Dominique Bailly se dit prêt pour une fusion des intercommunalités du Douaisis.
Dans une longue interview, Dominique Bailly plaide pour une grande intercommunalité. Il tend la main aux élus du Douaisis.
«Orchies, c'est la chicorée Leroux, et le basket.» La formule est de Dominique Bailly, maire d'Orchies, conseiller régional et président de la Communauté de communes du Coeur de Pévèle. Le premier magistrat aimerait aller encore plus loin et se dit prêt, s'il le faut, à rejoindre une grande communauté d'agglomération du Douaisis.
L'Observateur du Douaisis : la Communauté de communes du Coeur de Pévèle ne regroupe que deux communes. Ne seriez-vous pas plus forts en regroupant tout l'Orchésis ?
Dominique Bailly : pas du tout ! Quand en 2002, on a commencé à parler de l'intercommunalité dans le Douaisis, je prônais déjà la grande agglomération du Douaisis. Si nous avions été ensemble dans une communauté de communes regroupant l'Orchésis, nous aurions été plus faibles au contraire. Actuellement, ça fonctionne bien avec Beuvry-la-Forêt car on travaille bien ensemble. Si nous évoluons, c'est pour avoir plus de force. Nous ne bougerons que vers une grande agglomération du Douaisis regroupant toutes les intercommunalités de l'arrondissement, de la CAD, de Coeur d'Ostrevent, d'Espace en Pévèle et de Coeur de Pévèle.
Cette grande agglomération, c'est faisable ?
Ce n'est pas possible uniquement en raison de problèmes politiciens. Mais oui, c'est ce qu'il faut faire ! C'est ce que nous ont dit des responsables économiques ou associatifs ici même en mairie d'Orchies. Il n'y a que des blocages politiciens. Les socialistes du Douaisis se battront pour une grande communauté d'agglomération du Douaisis en s'appuyant sur la spécificité du territoire et sur nos forces respectives. Pour les implantations d'entreprises par exemple, ça n'a pas de sens de se concurrencer.
Messieurs Poiret et Candelier partagent votre opinion ?
Aujourd'hui, je vous dis non. En 2002, déjà, nous étions prêts à aller dans un exécutif présidé par Jacques Vernier. C'est l'intérêt de nos concitoyens et de notre territoire. Le Douaisis peine par rapport à cette situation.
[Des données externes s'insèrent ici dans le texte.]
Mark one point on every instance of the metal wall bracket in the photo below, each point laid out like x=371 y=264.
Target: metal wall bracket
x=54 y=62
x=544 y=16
« Moi, je tends la main et j'attends »
Paradoxalement, cette revendication vous isole ?
Nous sommes loin d'être isolés. Notre communauté de communes fonctionne convenablement aujourd'hui. Mais si on doit évoluer, il faut que ce soit vers le Grand Douaisis.
Le Pays ne pourrait pas être une solution d'union pour vous ?
Il est hors de question que le Pays de Pévèle se transforme en grande communauté de communes comme certains l'imaginent. Comme Thierry Lazarro. Nous avons intégré le Pays pour obtenir certaines subventions. Si nous intégrons une grande communauté d'agglo, ça nous ouvre d'autres portes : Orchies pourrait bénéficier de crédits politique de la ville.
Vous êtes en contact avec des élus comme Christian Poiret ou Jacques Vernier sur certains dossiers ?
Non, et je le déplore. Seule une structure comme le SCOT avait permis à tous les élus du Douaisis de toutes sensibilités de se réunir. Il fallait une sortie politique à ce schéma, il fallait le porter tous ensemble. Peut-être que si ça ne marche pas aujourd'hui c'est à cause des identités politiques différentes.
Cela ne vous fait pas peur d'intégrer une structure dominée par Douai ?
Je n'ai pas peur de Douai. Je n'ai pas encore abordé cette question avec M. Poiret. Je l'avais abordée avec Jacques Vernier. Je n'ai pas d'a priori et je suis prêt à travailler avec le président de la CAD. Je tends la main et je me tiens prêt.
Le nouveau sous-préfet a déjà évoqué le sujet des intercommunalités et les possibles fusions...
Je sais qu'un jour la communauté de communes Coeur de Pévèle n'existera plus. Quand, je n'en sais rien. On va devoir m'expliquer pourquoi on ne veut pas de cette grande communauté d'agglo. Moi, je tends la main et j'attends.